Khiron Life Sciences Corp. (“Khiron” or the “Company“) (TSXV: KHRN) (OTCQX: KHRNF), announces that it has commenced an overnight marketed offering (the “Offering“) of the Company’s units (each an “Offered Unit“) on a reasonable best-efforts agency basis, with each Offered Unit comprising of one common share and one common share purchase warrant (each a “Warrant“) at a price of $0.45 per Offered Unit. Each Warrant will entitle the holder to purchase one common share of the Company at an exercise price of $0.75 per share expiring on November 26, 2025.    

A.G.P./Alliance Global Partners and ATB Capital Markets Inc. have agreed to act as the lead placement agent and co-placement agent, respectively, for the proposed Offering. The securities offered under the Offering will be issued and sold only in the United States in accordance with applicable securities laws. 

The Company intends to use the net proceeds of the Offering for: (i) future acquisitions; (ii) capital expenditures; and (iii) general corporate and working capital purposes. The proposed Offering is expected to close on or about July 8, 2021, subject to the satisfaction of customary closing conditions and the receipt of regulatory approvals, including the approval of the TSX Venture Exchange (the “TSXV“). There can be no assurance as to whether or when the proposed Offering may be completed, or as to the actual size or specific terms of the Offering.

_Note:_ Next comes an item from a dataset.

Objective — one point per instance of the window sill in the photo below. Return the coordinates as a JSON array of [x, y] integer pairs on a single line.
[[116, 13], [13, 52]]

The Offering is expected to be conducted on a private placement basis to persons in the United States who are “qualified institutional buyers”, as such term is defined in Rule 144A under the United States Securities Act of 1933, as amended (the “U.S. Securities Act“), who are also “accredited investors”, as such term is defined in Rule 501(a) of Regulation D  under the U.S. Securities Act (“Regulation D“), and, in each case, in compliance with Rule 506(b) of Regulation D and applicable United States securities laws. The Company has agreed to file a prospectus supplement (the “Prospectus Supplement“) in Canada to its existing Canadian base shelf prospectus (the “Shelf Prospectus“) filed with the securities regulatory authority in each of the provinces and territories of Canada that will cover the resale of (i) the common shares issued in the Offering; and (ii) the common shares issuable upon exercise of the Warrants. 

A copy of the Shelf Prospectus can be found on SEDAR at www.sedar.com.

The securities offered in the Offering have not been and will not be registered under the U.S. Securities Act or the securities laws of any state of the United States and may not be offered or sold absent such registration or an applicable exemption from such registration requirements. This news release shall not constitute an offer to sell or the solicitation of an offer to buy, nor shall there be any sale of the Offered Units in any jurisdiction in which such offer, solicitation or sale would be unlawful prior to registration or qualification under the securities laws of that jurisdiction. The securities referenced herein have not been approved or disapproved by any regulatory authority.